Writer Whitby, making his New York City playwriting debut, has gone back to the 1942 film — directed by comedy master Ernst Lubitsch, with a screenplay by Edwin Justus Mayer (based on a story by Melchior Lengyel) — rather than the 1983 remake that starred Mel Brooks and Anne Bancroft. The original pic starred Jack Benny and Carole Lombard (her last film) as a famous theatre couple, the Turas, who — when the Nazis shut down their Warsaw troupe — outwit the regime with their theatrical skills.

The project would seem to offer opportunities for some of the most delicious character acting this side of The Producers. Expect to see a hammy lead actor (the Benny role), an easily-charmed leading lady, a crusty director, an aging ingenue, a motherly costume mistress, a rueful older character man, a handsome Polish air force pilot, a slobby Nazi colonel and more.
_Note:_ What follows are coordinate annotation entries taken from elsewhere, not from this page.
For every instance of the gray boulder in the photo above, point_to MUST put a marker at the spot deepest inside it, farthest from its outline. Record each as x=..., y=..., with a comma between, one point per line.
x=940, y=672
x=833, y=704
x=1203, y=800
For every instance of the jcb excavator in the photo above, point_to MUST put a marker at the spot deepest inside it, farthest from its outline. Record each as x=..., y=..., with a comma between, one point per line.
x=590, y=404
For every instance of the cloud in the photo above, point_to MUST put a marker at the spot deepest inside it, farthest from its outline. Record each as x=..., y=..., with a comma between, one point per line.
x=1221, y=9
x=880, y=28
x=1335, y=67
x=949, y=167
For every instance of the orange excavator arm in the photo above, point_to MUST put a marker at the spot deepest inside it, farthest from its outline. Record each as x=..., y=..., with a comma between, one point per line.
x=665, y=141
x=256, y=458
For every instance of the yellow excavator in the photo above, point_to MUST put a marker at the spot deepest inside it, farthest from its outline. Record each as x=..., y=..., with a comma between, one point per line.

The 1983 Alan Johnson-directed remake inserted a song for Brooks and Bancroft ("Sweet Georgia Brown") that lifted the dark comedy's tone to the level of musical comedy (without it being a genuine musical). Fans of the latter film have whispered for years that the property would make a solid stage musical along the lines of The Producers. Whitby's plays, seen in England, include Bolivia, The Devil's Dancing Hour, Dirty Dishes and To the Green Fields Beyond.

German-born Ernst Lubitsch (1892-1947) is revered for the films "Heaven Can Wait," "The Shop Around the Corner," "Ninotchka," "That Uncertain Feeling," "One Hour With You," "Bluebeard's Eighth Wife" and more.